Die Sehnsucht des zivilisierten Menschen nach der verlorenen Natur, nach Unschuld und Ursprünglichkeit war es auch, die Diderot in den Werken Vernets dargestellt sah: „Da spielen wir, die Sklaven unserer Gewohnheiten und Leidenschaften, die Pantomime des Naturmenschen (…), [und] fordern wir mit Geld und guten Worten den Pinsel eines Wouwerman, eines Berchem, eines Vernet dazu auf, uns die Sitten und Geschichte unserer Vorfahren wieder vor Augen zu führen.“ Es ist diese Sehnsucht, Teil der unberührten Natur zu sein, die Vernet uns, den Betrachtern, erfüllt, und zwar durch die Grotte, die die dargestellte Szenerie umrahmt. Sie stellt ein neues Bildelement im Verhältnis zu Lorrain dar, und sie schafft die Illusion, der Betrachter stehe in der Grotte, inmitten der Natur und erhasche einen Blick auf die badenden jungen Frauen.
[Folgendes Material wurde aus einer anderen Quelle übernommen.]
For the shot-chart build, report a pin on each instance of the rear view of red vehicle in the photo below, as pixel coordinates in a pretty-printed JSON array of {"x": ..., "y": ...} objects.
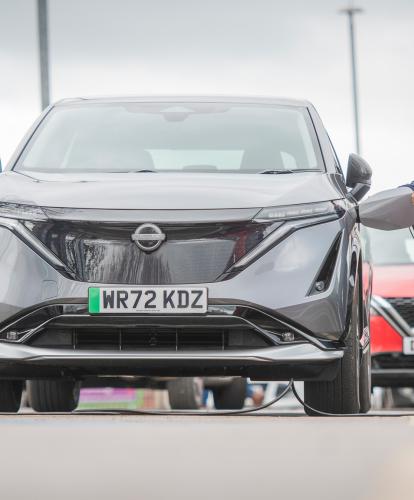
[{"x": 392, "y": 307}]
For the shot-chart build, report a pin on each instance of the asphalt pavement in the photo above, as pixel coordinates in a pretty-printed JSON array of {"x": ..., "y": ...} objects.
[{"x": 269, "y": 455}]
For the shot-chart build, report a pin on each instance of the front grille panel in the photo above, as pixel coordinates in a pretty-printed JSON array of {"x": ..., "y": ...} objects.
[
  {"x": 405, "y": 307},
  {"x": 159, "y": 339},
  {"x": 105, "y": 252}
]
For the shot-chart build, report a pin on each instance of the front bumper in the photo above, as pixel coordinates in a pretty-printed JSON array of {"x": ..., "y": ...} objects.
[
  {"x": 302, "y": 362},
  {"x": 278, "y": 284}
]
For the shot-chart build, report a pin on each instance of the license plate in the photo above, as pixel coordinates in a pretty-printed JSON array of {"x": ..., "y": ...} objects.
[
  {"x": 148, "y": 300},
  {"x": 408, "y": 347}
]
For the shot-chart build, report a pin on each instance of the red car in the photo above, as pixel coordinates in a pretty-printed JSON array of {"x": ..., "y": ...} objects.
[{"x": 391, "y": 254}]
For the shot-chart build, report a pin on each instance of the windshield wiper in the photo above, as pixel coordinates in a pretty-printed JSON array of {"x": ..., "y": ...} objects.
[
  {"x": 288, "y": 171},
  {"x": 284, "y": 171}
]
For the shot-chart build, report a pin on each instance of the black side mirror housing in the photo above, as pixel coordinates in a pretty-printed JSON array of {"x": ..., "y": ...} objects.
[{"x": 358, "y": 177}]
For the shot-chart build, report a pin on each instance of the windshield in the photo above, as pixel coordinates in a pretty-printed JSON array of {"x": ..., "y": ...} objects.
[
  {"x": 173, "y": 137},
  {"x": 390, "y": 248}
]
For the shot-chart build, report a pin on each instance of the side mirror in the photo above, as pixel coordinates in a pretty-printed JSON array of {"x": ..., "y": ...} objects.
[
  {"x": 388, "y": 210},
  {"x": 358, "y": 176}
]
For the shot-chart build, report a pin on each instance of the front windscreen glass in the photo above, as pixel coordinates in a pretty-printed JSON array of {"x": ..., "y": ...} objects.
[
  {"x": 173, "y": 137},
  {"x": 389, "y": 248}
]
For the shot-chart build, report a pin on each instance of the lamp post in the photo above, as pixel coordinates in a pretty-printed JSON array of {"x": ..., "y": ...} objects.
[
  {"x": 43, "y": 52},
  {"x": 350, "y": 12}
]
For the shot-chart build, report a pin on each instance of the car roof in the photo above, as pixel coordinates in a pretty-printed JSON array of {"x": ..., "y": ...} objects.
[{"x": 180, "y": 98}]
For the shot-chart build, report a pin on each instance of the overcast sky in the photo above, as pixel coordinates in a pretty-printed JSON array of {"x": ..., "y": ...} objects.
[{"x": 293, "y": 48}]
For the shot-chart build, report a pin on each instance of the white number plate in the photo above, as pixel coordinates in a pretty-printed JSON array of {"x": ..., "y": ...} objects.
[
  {"x": 408, "y": 347},
  {"x": 150, "y": 300}
]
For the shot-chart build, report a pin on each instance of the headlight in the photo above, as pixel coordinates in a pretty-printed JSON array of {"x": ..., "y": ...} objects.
[
  {"x": 294, "y": 217},
  {"x": 303, "y": 211},
  {"x": 22, "y": 212}
]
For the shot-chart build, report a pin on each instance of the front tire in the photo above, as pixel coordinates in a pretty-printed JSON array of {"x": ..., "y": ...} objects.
[
  {"x": 61, "y": 395},
  {"x": 340, "y": 395},
  {"x": 10, "y": 395}
]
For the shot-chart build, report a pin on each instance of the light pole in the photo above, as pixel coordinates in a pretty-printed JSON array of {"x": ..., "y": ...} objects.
[
  {"x": 43, "y": 52},
  {"x": 350, "y": 12}
]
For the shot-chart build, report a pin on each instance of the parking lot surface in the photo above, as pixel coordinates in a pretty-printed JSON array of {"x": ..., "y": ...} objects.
[{"x": 198, "y": 457}]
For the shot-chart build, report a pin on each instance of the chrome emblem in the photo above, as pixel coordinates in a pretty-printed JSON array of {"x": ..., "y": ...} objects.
[{"x": 148, "y": 237}]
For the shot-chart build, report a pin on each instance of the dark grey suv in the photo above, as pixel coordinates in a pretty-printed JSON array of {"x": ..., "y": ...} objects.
[{"x": 172, "y": 237}]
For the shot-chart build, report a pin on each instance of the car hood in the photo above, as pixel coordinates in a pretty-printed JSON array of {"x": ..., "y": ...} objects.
[
  {"x": 165, "y": 191},
  {"x": 393, "y": 281}
]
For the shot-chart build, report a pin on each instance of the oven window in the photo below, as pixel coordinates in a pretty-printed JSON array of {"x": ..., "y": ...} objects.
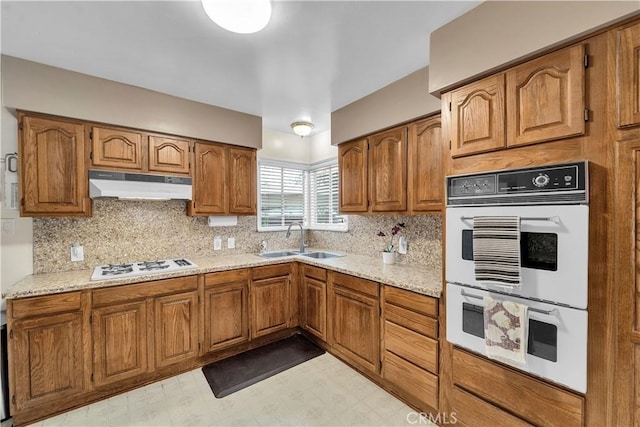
[
  {"x": 538, "y": 251},
  {"x": 543, "y": 340},
  {"x": 543, "y": 337}
]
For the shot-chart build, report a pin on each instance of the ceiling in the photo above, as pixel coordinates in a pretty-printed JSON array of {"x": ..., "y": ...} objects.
[{"x": 313, "y": 58}]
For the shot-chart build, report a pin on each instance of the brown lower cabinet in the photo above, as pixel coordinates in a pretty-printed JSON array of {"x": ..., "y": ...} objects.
[
  {"x": 354, "y": 310},
  {"x": 271, "y": 299},
  {"x": 46, "y": 350},
  {"x": 410, "y": 346},
  {"x": 143, "y": 327},
  {"x": 225, "y": 309},
  {"x": 313, "y": 284},
  {"x": 69, "y": 349},
  {"x": 485, "y": 393}
]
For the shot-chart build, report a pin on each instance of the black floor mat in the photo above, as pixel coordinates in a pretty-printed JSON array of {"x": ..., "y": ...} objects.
[{"x": 237, "y": 372}]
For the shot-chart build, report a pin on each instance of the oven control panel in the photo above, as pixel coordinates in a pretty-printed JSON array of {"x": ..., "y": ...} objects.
[{"x": 539, "y": 185}]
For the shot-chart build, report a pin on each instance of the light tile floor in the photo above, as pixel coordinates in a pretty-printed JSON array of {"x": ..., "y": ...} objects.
[{"x": 321, "y": 392}]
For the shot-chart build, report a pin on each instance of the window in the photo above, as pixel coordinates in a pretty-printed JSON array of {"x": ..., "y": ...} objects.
[
  {"x": 323, "y": 198},
  {"x": 290, "y": 193}
]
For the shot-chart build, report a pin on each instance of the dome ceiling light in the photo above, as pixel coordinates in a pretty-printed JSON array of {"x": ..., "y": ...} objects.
[
  {"x": 239, "y": 16},
  {"x": 302, "y": 129}
]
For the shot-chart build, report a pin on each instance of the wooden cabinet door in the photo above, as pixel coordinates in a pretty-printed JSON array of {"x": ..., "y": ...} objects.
[
  {"x": 353, "y": 167},
  {"x": 388, "y": 170},
  {"x": 209, "y": 179},
  {"x": 242, "y": 181},
  {"x": 176, "y": 328},
  {"x": 314, "y": 294},
  {"x": 226, "y": 315},
  {"x": 478, "y": 117},
  {"x": 48, "y": 359},
  {"x": 167, "y": 154},
  {"x": 629, "y": 76},
  {"x": 427, "y": 159},
  {"x": 119, "y": 342},
  {"x": 546, "y": 98},
  {"x": 270, "y": 305},
  {"x": 117, "y": 148},
  {"x": 355, "y": 320},
  {"x": 53, "y": 173}
]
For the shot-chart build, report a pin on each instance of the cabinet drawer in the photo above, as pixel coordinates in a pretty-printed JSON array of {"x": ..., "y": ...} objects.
[
  {"x": 144, "y": 290},
  {"x": 357, "y": 284},
  {"x": 48, "y": 304},
  {"x": 412, "y": 380},
  {"x": 411, "y": 320},
  {"x": 226, "y": 277},
  {"x": 473, "y": 411},
  {"x": 411, "y": 300},
  {"x": 416, "y": 348},
  {"x": 314, "y": 272},
  {"x": 271, "y": 271},
  {"x": 520, "y": 394}
]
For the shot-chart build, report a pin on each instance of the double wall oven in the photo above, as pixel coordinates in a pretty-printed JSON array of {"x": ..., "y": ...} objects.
[{"x": 551, "y": 205}]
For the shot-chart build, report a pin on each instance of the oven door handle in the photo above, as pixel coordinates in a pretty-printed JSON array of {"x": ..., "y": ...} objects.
[
  {"x": 553, "y": 312},
  {"x": 554, "y": 219}
]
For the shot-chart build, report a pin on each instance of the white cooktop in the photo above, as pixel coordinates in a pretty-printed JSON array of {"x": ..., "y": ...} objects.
[{"x": 111, "y": 271}]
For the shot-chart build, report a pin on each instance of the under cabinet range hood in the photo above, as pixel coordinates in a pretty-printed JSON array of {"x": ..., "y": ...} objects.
[{"x": 137, "y": 186}]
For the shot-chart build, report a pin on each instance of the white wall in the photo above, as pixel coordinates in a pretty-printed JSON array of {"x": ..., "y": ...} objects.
[
  {"x": 291, "y": 148},
  {"x": 16, "y": 250},
  {"x": 401, "y": 101},
  {"x": 37, "y": 87},
  {"x": 497, "y": 33}
]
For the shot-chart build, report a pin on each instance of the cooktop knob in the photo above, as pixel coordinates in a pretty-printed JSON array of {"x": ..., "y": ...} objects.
[{"x": 541, "y": 180}]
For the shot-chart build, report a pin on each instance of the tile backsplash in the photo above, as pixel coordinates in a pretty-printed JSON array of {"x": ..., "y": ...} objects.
[{"x": 129, "y": 231}]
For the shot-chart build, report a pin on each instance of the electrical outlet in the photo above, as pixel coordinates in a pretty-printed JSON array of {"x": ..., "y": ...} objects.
[
  {"x": 77, "y": 253},
  {"x": 402, "y": 245}
]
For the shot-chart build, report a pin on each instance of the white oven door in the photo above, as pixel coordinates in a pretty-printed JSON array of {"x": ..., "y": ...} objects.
[
  {"x": 557, "y": 337},
  {"x": 554, "y": 251}
]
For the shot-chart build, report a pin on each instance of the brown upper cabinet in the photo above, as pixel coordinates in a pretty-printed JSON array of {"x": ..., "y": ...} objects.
[
  {"x": 224, "y": 180},
  {"x": 352, "y": 164},
  {"x": 53, "y": 173},
  {"x": 242, "y": 180},
  {"x": 540, "y": 100},
  {"x": 116, "y": 148},
  {"x": 137, "y": 151},
  {"x": 628, "y": 76},
  {"x": 477, "y": 117},
  {"x": 168, "y": 154},
  {"x": 388, "y": 170},
  {"x": 546, "y": 98},
  {"x": 373, "y": 173},
  {"x": 427, "y": 158},
  {"x": 397, "y": 170}
]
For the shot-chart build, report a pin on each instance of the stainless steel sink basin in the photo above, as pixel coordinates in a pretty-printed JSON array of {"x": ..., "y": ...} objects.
[
  {"x": 321, "y": 255},
  {"x": 277, "y": 254}
]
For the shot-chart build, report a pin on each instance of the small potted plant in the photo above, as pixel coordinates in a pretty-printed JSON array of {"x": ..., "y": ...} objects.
[{"x": 389, "y": 253}]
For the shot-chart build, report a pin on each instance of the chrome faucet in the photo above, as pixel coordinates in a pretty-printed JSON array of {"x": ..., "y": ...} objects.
[{"x": 302, "y": 245}]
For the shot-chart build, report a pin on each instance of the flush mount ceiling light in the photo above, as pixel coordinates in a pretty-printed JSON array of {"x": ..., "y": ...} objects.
[
  {"x": 302, "y": 129},
  {"x": 239, "y": 16}
]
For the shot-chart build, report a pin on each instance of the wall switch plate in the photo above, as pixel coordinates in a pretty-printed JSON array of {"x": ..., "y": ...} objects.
[
  {"x": 77, "y": 253},
  {"x": 402, "y": 245},
  {"x": 8, "y": 226}
]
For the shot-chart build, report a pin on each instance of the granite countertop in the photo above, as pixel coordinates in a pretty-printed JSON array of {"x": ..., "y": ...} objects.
[{"x": 416, "y": 278}]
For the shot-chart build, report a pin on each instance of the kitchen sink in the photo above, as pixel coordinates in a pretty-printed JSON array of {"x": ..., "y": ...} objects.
[
  {"x": 277, "y": 254},
  {"x": 321, "y": 255}
]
Zugleich sieht der Betrachter jedoch mit Wehmut die Sphäre der Zivilisation im Hintergrund, der er eigentlich angehört, und mit Wehmut sieht er auch, dass sich bald Dunkel über die Bucht legen und das fröhliche Treiben ein Ende haben wird. Wenn der heutige Betrachter solchermaßen die Schönheit des Gemäldes empfindet und zugleich eine gewisse Melancholie verspürt, wie es im 18. Jahrhundert Diderot, der Duc de Choiseul oder der Prince de Conti getan haben, so zeugt dies von der anhaltenden Modernität Claude-Joseph Vernets.

Provenance

M. Poulhariez, Marseilles (1753 gemeinsam mit einem Pendant beim Künstler bestellt und 1759 geliefert); Slg. d´Héricourt, Paris (?); Auktion Remy, Paris, 29.12.1766, Lot 73 bzw. 74; Etienne Francois, Duc de Choiseul, Paris (als Nr. 105 in dessen Inventar); Auktion Boileau, 6.4.1772, Lot 132; Louis Francois de Bourbon, Prince de Conti, Paris; Auktion Remy, 8.-6.6. 1777, Lot 734; Slg. Dulac, Paris; Auktion Paillet et Chariot, Paris, 30.11.1778; Slg. Tonnelier, Paris (?); Auktion Foliot et Gaubert, 28.11.1783; Auktion Paillet, spätes 18. Jahrhundert; Slg. Robit; Auktion Paillet et Delaroche, 11.5.1801, Lot 159; Bryant´s Gallery, London 1801/2; Slg. Cave; Auktion Sotheby´s, London, 5.7.1995, Lot 83; Deutsche Privatsammlung.

Literature

W. Buchanan: Memoirs of Paintings, London 1824, Bd. 2, S. 70; Léon Lagrange: Les Vernet. Joseph Vernet et la peinture au XVIIIe siècle, Paris 1864, S. 202, S. 211-213, S. 337; Jules Belleudy: J.-J. Balechou, Graveur du Roi, 1716-1768, Vaucluse 1908, Nr. 47 (zur Radierung nach dem Gemälde); Florence Ingersoll-Smouse: Joseph Vernet. Peintre de marine, Paris 1926, Bd. 1, S. 89, Nr. 696 (fälschlich mit dem Werk in Nimes identifiziert); Ausst.-Kat. London 1976: Claude-Joseph Vernet 1714-1789. London 1976, Nr. 69 (zur Radierung nach dem Gemälde).